Esse processo histórico-social ganhou sua justificação teórica pelos pais fundadores da modernidade com Galileo Galilei, Descartes, Newton, Francis Bacon e outros. Para eles, o ser humano é “mestre e dono” da natureza. Não se sentia parte dela, mas estava fora e acima dela. A Terra até então tida como Magna Mater que tudo nos dá, passou a ser considerada como uma coisa inerte (res extensa), sem propósito, no máximo, um baú de recursos entregues ao uso e ao bel prazer do ser humano. O eixo orientador deste modo de ver o mundo  é a vontade de poder, como dominação do outro, dos povos, de suas terras (colonização), da classe operária, da natureza, da vida até o mínimo gene, da matéria até o pequeníssimo topquark. A serviço da dominação foi criada a ciência, não apenas como justo conhecimento teórico de como as coisas se estruturam mas como instrumento de dominação e de novos inventos. Ela foi logo apropriada pela vontade de poder, convertendo-a numa operação técnica para a transformação do mundo circundante. Com ela se moveu uma verdadeira guerra contra a Terra, sem chance de vencê-la, arrancando tudo dela em função do sonho de um crescimento ilimitado de bens materiais. Atacou-se a Terra em todos os níveis, tendo como consequência a devastação de praticamente os principais biomas, sem medir os efeitos colaterais. É o império da razão instrumental-analítica e tecnocrática. Não podemos deixar de apreciar os imensos benefícios que trouxe para a vida humana. Mas ao mesmo tempo criou o princípio de autodestruição com armas letais que podem liquidar toda a vida. A razão ficou irracional e enlouquecida.

Hoje chegamos ao ponto-limite de a Terra se mostrar gravemente enferma. Como é um Super-Organismo vivo, Gaia, reage mando-nos eventos extremos: secas severas e nevascas rigorosas, uma vasta gama de vírus e bactérias, algumas letais, além de tufões, tornados, enchentes e terremotos.  Não estamos indo ao encontro do aquecimento global. Estamos já dentro dele. A ciência chegou atrasada, apenas pode alertar para a chegada de desastres e minorar seus efeitos danosos. Efetivamente, esta mudança climática ameaça perigosamente a vida de crianças e de idosos e põe sob grave risco o futuro do sistema-vida.

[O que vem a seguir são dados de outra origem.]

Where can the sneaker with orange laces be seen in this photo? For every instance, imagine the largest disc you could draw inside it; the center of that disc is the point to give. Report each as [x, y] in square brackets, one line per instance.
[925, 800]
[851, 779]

Acresce um dado nada desprezível. O despotismo da razão – o racionalismo – recalcou o que há demais humano em nós: nossa capacidade de sentir, de amar, de cuidar, de viver a dimensão dos valores como a amizade, a empatia, a compaixão, em fim, o mundo das excelências. Tudo isso era visto como empecilho para o olhar objetivo das ciências. Separou-se mente e coração, a razão intelectual e a razão sensível. Tal ruptura ocasionou profunda distorção dos comportamentos, ocasionando insensibilidade face ao drama dos milhões e milhões de pobres e miseráveis e a falta de cuidado para com a natureza e suas “bondades” como dizem os povos andinos.

Se quiséssemos resumir numa pequena fórmula a crise civilizacional diria: ela perdeu a justa medida, valor, presente em todas as tradições éticas da humanidade. Tudo é desmedido, o assalto à natureza, o uso da violência nas relações pessoais e sociais, as guerras sem qualquer medida de contenção, o predomínio desmedido da competição ao preço da cooperação, o consumo desmedido ao lado da fome canina de milhões, sem qualquer senso de solidariedade e de humanidade.

A seguir este projeto de civilização, calcado sobre o poder-dominação e somente sobre a razão instrumental e sem coração hoje mundializado, iremos fatalmente ao encontro de uma tragédia ecológico-social  a ponto de fazer o planeta Terra inabitável para nós e para os organismos vivos. Seria o nosso fim depois de milhões de anos sobre esse belo e ridente planeta. Não soubemos cuidá-lo para ser a Casa Comum de todos os humanos, a natureza incluída.

Mas como o processo da gênese do cosmos e da Terra não é linear, mas dá saltos para cima e para frente, pode ocorrer o inesperado. Face a um grande impacto ou catástrofe, pode torna viável uma transformação fundamental. Levaria a mudar a consciência coletiva da humanidade. Como disse o poeta alemão Hölderin (+1843):”Ai onde mora o perigo, cresce também o que o salva”. Esse salvamento significaria a mudança necessária de paradigma civilizatório e assim garantindo o nosso futuro. Isso poderia representar a utopia possível e viável para a atual situação. Oxalá!

Leonardo Boff escreveu A busca da justa medida (2 vol), Vozes 2002/3; Cuidar da Casa Comum: pistas para evitar o fim do mundo, Vozes 2023.